La nota confirma las versiones que surgieron el martes, que no habían sido admitidas ni por la empresa ni por el Gobierno, según las cuales la presidenta de la compañía, María da Graça Foster, acordó en una reunión con la jefa de Estado de Brasil, Dilma Rousseff, su salida y la del resto del directorio.
El Estado brasileño es accionista mayoritario en Petrobras, empresa que tiene acciones negociadas en las bolsas de São Paulo, Nueva York, Madrid y Buenos Aires.
La permanencia de Foster al frente de la empresa más estratégica de Brasil era considerada inviable, debido a que el escándalo de millonarios desvíos salpicó a varios ex dirigentes que compartieron el mando con algunos que aún continúan, incluida la actual presidenta.
Las versiones de que Rousseff finalmente había aceptado la renuncia de Foster, con la que tiene una antigua amistad y a la que se negaba a destituir pese a las presiones, generó una fuerte subida de las acciones de la petrolera en la bolsa de valores de São Paulo tanto el martes como en la apertura de este miércoles.

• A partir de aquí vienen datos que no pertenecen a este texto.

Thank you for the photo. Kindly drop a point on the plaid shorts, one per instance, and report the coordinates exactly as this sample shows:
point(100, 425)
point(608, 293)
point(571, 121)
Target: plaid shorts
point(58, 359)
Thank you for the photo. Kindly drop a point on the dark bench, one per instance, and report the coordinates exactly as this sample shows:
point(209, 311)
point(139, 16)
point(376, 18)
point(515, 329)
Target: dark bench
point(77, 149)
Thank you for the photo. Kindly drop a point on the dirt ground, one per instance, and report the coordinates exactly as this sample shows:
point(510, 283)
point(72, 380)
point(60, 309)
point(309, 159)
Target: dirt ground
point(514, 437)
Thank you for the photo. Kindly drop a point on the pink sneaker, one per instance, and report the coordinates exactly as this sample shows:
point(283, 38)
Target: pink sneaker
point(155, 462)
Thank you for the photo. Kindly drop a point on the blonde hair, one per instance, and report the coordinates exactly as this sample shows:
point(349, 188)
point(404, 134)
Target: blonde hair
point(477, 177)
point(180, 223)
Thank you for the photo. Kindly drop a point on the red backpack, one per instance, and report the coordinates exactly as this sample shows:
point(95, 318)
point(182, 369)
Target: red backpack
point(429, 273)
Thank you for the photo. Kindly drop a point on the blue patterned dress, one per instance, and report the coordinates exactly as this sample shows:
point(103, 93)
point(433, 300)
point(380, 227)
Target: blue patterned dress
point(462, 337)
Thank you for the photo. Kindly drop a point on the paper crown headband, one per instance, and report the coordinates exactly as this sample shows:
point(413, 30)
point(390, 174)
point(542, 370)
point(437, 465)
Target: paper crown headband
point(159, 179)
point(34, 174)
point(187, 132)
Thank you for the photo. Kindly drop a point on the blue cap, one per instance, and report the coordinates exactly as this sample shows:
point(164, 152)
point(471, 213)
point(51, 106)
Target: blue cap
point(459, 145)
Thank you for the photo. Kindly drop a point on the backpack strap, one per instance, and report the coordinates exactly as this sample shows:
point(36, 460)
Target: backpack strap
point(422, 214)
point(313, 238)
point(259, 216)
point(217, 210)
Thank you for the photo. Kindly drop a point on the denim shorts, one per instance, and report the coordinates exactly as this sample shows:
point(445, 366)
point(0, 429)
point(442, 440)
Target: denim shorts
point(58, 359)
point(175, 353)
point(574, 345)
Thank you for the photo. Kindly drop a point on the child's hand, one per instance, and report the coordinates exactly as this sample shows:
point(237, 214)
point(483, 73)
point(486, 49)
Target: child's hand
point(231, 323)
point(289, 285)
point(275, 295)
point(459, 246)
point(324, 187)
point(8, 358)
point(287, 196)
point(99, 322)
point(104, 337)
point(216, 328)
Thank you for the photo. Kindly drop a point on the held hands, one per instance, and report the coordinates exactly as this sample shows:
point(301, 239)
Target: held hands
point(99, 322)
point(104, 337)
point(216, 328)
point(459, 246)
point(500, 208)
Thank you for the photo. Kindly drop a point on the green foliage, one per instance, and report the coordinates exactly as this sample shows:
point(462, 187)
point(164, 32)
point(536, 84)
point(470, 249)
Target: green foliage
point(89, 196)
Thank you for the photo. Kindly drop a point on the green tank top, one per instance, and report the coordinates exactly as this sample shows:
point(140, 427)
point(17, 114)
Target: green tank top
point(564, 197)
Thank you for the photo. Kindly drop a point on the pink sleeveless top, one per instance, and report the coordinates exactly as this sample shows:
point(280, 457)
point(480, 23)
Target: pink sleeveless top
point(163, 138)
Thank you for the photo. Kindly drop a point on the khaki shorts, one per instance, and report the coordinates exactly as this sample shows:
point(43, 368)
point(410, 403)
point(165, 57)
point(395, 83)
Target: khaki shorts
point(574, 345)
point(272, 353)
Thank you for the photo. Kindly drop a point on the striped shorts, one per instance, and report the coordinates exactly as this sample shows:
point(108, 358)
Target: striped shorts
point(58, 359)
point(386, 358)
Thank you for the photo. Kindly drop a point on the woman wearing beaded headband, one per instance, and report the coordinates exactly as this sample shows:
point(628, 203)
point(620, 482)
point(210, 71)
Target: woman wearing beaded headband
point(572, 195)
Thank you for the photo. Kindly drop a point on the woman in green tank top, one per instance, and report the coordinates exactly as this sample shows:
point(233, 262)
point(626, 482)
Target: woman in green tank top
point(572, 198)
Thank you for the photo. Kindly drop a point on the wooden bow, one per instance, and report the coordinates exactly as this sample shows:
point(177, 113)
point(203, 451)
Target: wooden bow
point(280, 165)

EXPECTATIVAS. El mercado esperaba ansiosamente el anuncio de un cambio en la dirección en Petrobras. Ahora, inversores y accionistas aguardan el nombramiento de un presidente de Petrobras que, además de capacidad gerencial, tenga liderazgo, carisma y habilidad para enfrentar las turbulencias que vendrán con la evolución de la Operación Lava Jato, afirma la columnista de Brasil/247 Tereza Cruvinel.
Se espera que la mayor empresa de Brasil tenga un directorio más despegado del Gobierno y que sea nombrado por criterios técnicos y no político-partidarios, además de un mayor diálogo entre la dirección de la empresa y sus accionistas.
candidatos. Comenzó la disputa por uno de los empleos más codiciados de Brasil: la presidencia de Petrobras.
Por más delicada que sea la actual situación de la empresa, alcanzada por la Operación Lava Jato, ninguna posición tiene tanto peso en el mundo empresarial brasileño como la jefatura de la empresa con sede en la avenida Chile, en el centro de Río de Janeiro.
El desafío involucra administrar una empresa de más de USD 110.300 millones en ingresos anuales, 86.000 empleados, tecnología de punta y, sobre todo, la oportunidad de rescatar a la empresa de una aguda crisis de credibilidad.
En la carrera, algunos nombres surgen casi naturalmente. Hasta ahora, fueron filtrados cuatro candidatos: Henrique Meirelles, ex presidente del Banco Central; Antonio Maciel Neto, ex CEO de Ford; Rodolfo Landim, ex jefe de la fallida OGX, y Roger Agnelli, ex titular de la minera Vale. De los cuatro, solo uno, Roger Agnelli, parece carta desechada.